Lastly, urging men to know their testosterone levels is another example of how pharmaceutical companies manipulate numbers to suggest that more of us require treatment than would otherwise be the case. How do they do this? By influencing treatment guidelines recommended to physicians by their professional societies such as the Endocrine Society Clinical Practice Guideline for Testosterone Therapy in Adult Men with Androgen Deficiency Syndromes (find it here). Here’s a screen shot of the financial disclosure page of that guideline (click on it for a larger view):
Six out of the seven task force members have received payments from Abbott Laboratories and other pharma companies. According to the Institute of Medicine
(IOM) Standards for Trustworthiness of practice guidelines, none, or at most a small minority, of guideline development group members should have conflicts, including services from which a clinician derives a substantial proportion of income. In particular, says IOM, the chair and co-chair should not have conflicts. Shalender Bhasin, M.D. — the task force chair for the Endocrine Society Clinical Practice Guideline for Testosterone Therapy — received consultation fees from GSK and Merck and research grants and “Other Research Support” from Abbott Laboratories, Ligand, and Merck.
This, no doubt, is a “conflict of interest” regarding when physicians should “measure up” their male patients; i.e., perform a test to measure their testosterone levels. In the recent past, another conflict of interest may have been at play because Abbott both marketed Androgel and supplied the testosterone testing services. Now that Abbott Labs and AbbVie are separate companies, there is no conflict of interest between Androgel promotion (handled by AbbVie) and testosterone testing (handled by Abbott Labs, I assume).

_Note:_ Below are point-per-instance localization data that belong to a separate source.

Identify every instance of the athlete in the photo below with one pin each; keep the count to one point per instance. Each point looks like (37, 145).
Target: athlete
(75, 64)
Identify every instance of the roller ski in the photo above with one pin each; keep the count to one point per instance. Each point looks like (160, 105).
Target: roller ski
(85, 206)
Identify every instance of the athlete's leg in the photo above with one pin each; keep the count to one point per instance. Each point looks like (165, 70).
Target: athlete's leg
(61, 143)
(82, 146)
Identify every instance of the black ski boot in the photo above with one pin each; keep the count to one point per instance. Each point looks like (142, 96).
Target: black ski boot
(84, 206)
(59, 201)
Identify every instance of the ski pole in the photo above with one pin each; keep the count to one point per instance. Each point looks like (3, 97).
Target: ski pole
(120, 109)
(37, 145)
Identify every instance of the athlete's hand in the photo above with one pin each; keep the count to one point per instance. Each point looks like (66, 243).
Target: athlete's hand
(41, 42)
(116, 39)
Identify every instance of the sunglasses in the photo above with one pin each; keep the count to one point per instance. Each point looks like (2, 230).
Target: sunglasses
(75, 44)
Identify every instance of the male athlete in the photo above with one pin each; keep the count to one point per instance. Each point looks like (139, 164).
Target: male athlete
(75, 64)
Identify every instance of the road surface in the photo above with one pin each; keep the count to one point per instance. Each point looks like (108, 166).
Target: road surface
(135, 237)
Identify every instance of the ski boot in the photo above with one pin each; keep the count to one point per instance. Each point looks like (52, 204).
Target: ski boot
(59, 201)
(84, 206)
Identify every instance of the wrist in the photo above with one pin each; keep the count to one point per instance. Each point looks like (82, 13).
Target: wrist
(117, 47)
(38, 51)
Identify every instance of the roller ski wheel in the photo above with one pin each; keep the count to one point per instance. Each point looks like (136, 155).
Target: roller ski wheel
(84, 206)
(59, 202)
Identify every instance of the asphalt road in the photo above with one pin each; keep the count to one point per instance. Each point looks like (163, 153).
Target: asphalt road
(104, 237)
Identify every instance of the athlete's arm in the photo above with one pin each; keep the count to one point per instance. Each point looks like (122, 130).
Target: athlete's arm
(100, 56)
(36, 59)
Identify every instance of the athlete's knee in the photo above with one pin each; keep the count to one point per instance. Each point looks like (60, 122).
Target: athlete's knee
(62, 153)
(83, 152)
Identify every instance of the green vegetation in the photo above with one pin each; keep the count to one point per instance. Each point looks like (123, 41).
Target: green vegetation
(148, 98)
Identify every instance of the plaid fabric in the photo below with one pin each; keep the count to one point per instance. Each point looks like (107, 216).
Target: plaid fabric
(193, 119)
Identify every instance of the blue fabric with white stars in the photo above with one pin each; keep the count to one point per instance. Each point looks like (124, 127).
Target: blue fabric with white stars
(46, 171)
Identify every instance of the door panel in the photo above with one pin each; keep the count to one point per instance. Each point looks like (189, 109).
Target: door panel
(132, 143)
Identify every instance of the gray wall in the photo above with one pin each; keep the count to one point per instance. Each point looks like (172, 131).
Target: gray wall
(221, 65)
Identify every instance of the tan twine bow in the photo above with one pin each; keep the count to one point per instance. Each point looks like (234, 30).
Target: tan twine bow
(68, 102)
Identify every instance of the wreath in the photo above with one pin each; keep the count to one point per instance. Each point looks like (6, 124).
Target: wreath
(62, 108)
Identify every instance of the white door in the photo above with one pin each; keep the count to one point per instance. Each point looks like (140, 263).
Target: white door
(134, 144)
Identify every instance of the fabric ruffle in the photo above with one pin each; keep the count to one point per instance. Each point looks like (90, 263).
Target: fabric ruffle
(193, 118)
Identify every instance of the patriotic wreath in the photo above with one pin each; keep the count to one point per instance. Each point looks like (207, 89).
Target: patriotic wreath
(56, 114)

BTW, I notice that the “Drive for Five” gearshift does not have “reverse.” I can only guess why the marketers omitted it. There must have been some “cons” and “pros” expressed by the team. One “con” may have been that “reverse” connotes negativity. A “pro” argument could have been that “reverse” could signify a reversal in the aging process — like regaining energy, libido, etc. Oh wait, that might been interpreted by the FDA as overstating efficacy or promoting “off-label.”